Roma, 20 agosto 2024 - Le possibilità di un cessate il fuoco in Medio Oriente "non sono molte, le distanze fra Israele e Hamas restano profonde", nella consapevolezza concreta che "c’e chi sta remando contro un’intesa per porre fine al massacro di vite umane". Nelle ore in cui sbarca a Tel Aviv il segretario di Stato americano, Antony Blinken, il patriarca di Gerusalemme dei Latini, Pierbattista Pizzaballa, non si fa troppe illusioni sul raggiungimento a stretto giro di una tregua nella Striscia di Gaza.

Il cardinale Pierbattista Pizzaballa, 59 anni, patriarca di Gerusalemme dei Latini
Il cardinale Pierbattista Pizzaballa, 59 anni, patriarca di Gerusalemme dei Latini

Gli Stati Uniti hanno messo sul tavolo delle trattative due bozze di accordo, il ‘Piano Biden’ e da ultimo la ‘Proposta ponte’: non pensa che i loro sforzi diplomatici possano giocare un ruolo risolutivo nella crisi?

"C’è una grande pressione internazionale, dagli Usa all’Egitto, al Qatar, affinché si silenzino le armi, data la situazione di non ritorno in cui versa la popolazione della Striscia di Gaza provata dai raid. La visita di Blinken rientra in questo contesto. È senz’altro dirimente, ma credo che serva più tempo per siglare un cessate il fuoco".

Anche perché Hamas ha respinto la ‘Proposta ponte’ sul rilascio di una prima tranche di trenta ostaggi israeliani tra donne, anziani e malati...

"Bisogna distinguere sempre le dichiarazioni pubbliche da quello che si dice a porte chiuse nel corso dei negoziati".
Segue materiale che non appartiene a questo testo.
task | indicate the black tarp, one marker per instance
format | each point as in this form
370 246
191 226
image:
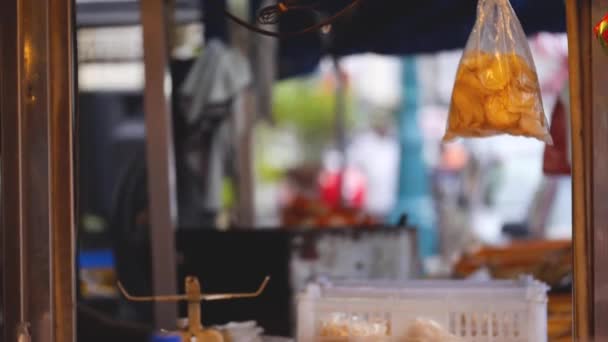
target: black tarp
395 27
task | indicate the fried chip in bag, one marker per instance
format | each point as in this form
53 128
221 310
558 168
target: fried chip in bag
496 89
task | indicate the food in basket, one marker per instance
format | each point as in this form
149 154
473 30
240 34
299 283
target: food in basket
496 93
428 331
341 326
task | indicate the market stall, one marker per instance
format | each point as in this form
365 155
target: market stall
39 196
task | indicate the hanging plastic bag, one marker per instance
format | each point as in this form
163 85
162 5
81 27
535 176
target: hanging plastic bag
496 89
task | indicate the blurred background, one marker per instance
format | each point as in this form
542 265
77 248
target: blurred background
313 156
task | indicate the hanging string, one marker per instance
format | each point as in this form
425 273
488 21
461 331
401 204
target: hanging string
272 14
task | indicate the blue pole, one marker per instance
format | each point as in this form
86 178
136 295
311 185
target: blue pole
414 196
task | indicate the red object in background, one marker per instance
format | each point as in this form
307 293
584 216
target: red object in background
555 158
350 183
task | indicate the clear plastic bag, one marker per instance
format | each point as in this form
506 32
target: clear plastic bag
428 331
496 89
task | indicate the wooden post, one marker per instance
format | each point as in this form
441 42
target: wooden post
589 107
160 156
37 131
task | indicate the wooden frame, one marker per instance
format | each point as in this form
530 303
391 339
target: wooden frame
37 132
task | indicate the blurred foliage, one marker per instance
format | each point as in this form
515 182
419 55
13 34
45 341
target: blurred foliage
308 107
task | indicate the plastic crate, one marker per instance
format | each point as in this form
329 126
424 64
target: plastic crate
493 311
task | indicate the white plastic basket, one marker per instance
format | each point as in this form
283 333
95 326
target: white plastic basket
493 311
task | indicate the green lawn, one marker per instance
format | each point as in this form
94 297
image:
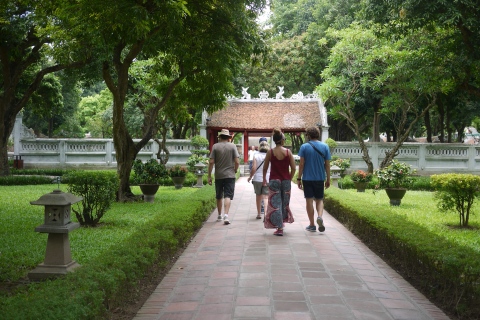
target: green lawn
425 245
131 238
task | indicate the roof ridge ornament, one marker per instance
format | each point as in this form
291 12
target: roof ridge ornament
264 95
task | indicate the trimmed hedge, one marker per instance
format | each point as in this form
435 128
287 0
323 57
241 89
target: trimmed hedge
445 271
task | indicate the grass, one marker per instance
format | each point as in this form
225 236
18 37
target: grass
131 238
419 208
423 244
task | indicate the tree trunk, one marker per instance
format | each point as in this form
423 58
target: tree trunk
441 119
428 126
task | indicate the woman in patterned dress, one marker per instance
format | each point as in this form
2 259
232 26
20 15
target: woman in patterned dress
282 171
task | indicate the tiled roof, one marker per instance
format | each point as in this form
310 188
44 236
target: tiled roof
268 114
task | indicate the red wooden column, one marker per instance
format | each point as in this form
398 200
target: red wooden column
245 147
213 133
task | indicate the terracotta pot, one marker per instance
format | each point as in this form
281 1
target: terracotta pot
149 191
360 186
395 195
178 182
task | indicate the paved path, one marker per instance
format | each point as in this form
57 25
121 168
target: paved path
243 271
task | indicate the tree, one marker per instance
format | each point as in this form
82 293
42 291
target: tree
44 111
405 74
28 35
199 42
462 16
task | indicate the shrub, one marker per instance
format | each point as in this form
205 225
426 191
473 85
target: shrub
395 175
200 145
98 189
150 172
177 171
331 144
24 180
361 176
343 164
456 192
194 159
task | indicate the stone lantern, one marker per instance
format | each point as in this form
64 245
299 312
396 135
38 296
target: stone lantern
335 175
199 167
58 259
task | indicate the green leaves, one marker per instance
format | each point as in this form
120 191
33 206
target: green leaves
456 192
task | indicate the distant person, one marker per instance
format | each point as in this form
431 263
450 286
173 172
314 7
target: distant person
256 175
224 157
314 175
282 170
251 154
263 139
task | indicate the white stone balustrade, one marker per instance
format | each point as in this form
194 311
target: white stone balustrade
427 158
97 153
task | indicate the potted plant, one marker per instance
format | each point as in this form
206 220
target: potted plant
343 164
332 144
361 178
147 176
178 174
395 178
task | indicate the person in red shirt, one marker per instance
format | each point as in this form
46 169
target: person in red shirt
282 170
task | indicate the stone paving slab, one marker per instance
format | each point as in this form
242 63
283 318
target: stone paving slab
242 271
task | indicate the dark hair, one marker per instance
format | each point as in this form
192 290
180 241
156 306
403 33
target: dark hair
277 136
313 132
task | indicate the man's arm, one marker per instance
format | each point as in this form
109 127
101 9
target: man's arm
211 162
300 172
237 164
327 171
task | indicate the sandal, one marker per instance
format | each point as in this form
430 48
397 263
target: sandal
279 232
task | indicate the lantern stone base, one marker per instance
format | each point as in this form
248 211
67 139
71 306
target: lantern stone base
44 271
199 181
58 259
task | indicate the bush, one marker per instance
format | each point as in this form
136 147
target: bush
40 172
361 176
332 144
395 175
200 145
194 159
98 189
456 192
25 180
150 172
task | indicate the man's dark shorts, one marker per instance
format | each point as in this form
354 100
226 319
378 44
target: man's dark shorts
225 188
313 189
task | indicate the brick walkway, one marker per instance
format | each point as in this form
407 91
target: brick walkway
242 271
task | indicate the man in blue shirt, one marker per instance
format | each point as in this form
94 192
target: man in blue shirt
314 175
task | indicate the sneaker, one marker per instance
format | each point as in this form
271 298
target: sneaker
321 227
279 232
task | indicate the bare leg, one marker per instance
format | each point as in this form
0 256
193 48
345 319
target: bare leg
258 199
219 206
310 210
227 202
265 202
319 207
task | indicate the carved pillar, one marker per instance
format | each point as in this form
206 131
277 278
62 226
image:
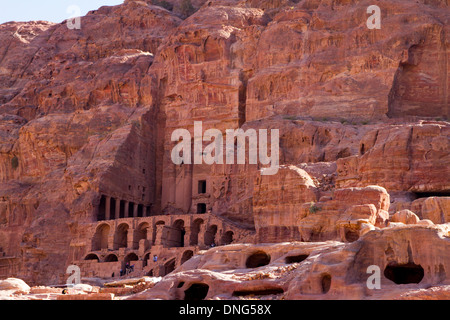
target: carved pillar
108 208
130 238
135 207
187 236
201 235
159 234
117 213
127 204
150 235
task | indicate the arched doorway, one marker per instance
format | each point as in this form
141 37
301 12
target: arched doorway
100 239
139 234
195 230
155 229
210 236
92 256
111 258
169 267
227 238
177 232
145 260
131 257
121 236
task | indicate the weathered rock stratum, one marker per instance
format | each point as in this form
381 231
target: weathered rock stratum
86 176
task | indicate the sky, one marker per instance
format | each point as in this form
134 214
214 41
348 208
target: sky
49 10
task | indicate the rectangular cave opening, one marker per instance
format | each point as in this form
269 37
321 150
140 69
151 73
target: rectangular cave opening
101 213
201 208
431 194
201 186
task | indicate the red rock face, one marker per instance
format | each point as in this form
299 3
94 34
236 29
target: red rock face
362 116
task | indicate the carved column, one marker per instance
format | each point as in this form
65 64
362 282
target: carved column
135 207
159 234
127 204
187 236
201 235
108 208
117 213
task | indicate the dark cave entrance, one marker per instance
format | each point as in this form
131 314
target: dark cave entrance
404 273
296 259
196 292
257 259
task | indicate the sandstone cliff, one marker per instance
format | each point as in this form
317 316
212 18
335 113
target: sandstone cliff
363 119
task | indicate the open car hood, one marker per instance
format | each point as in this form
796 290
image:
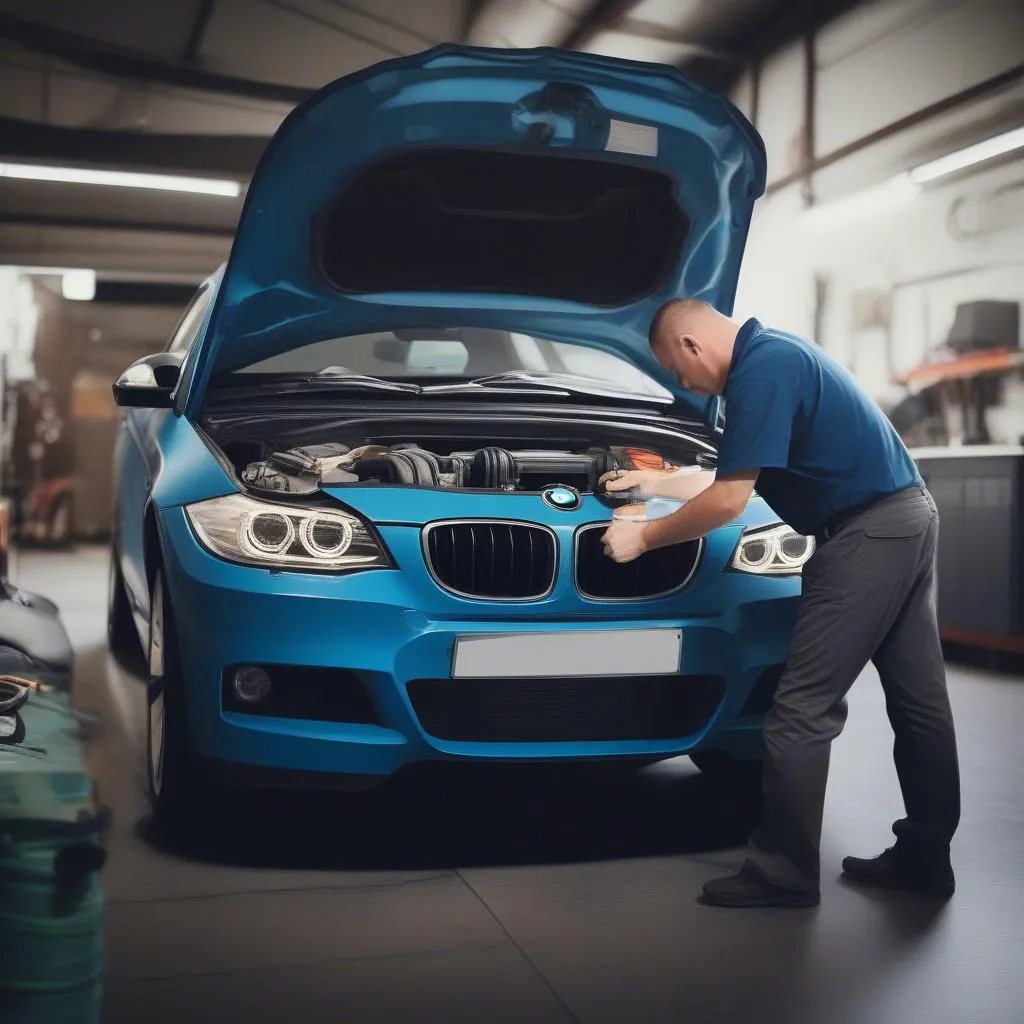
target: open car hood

Insomma per lei Hamas, nonostante la strage del 7 ottobre, la sua natura terroristica e i suoi rapporti con la teocrazia iraniana, resta un interlocutore credibile?

"Non è questo il punto. Gli accordi si negoziano con chi ha la responsabilità politica sulla Striscia, Hamas in questo caso".

È una rappresaglia la reazione israeliana in risposta al massacro nei kibbutz?

"Da sempre la nostra posizione come Chiesa è chiara, la soluzione non può e non deve essere militare. Al posto dei raid occorre investire in un’azione politica anche per evitare che il conflitto subisca un’escalation col coinvolgimento dell’Iran e il deflagrare della situazione in Cisgiordania. Si parla giustamente di Gaza, ma qualche giorno fa nei Territori si è avuto un pogrom di numerosi coloni contro un villaggio palestinese. Alla fine si è contata una vittima e danni ingenti".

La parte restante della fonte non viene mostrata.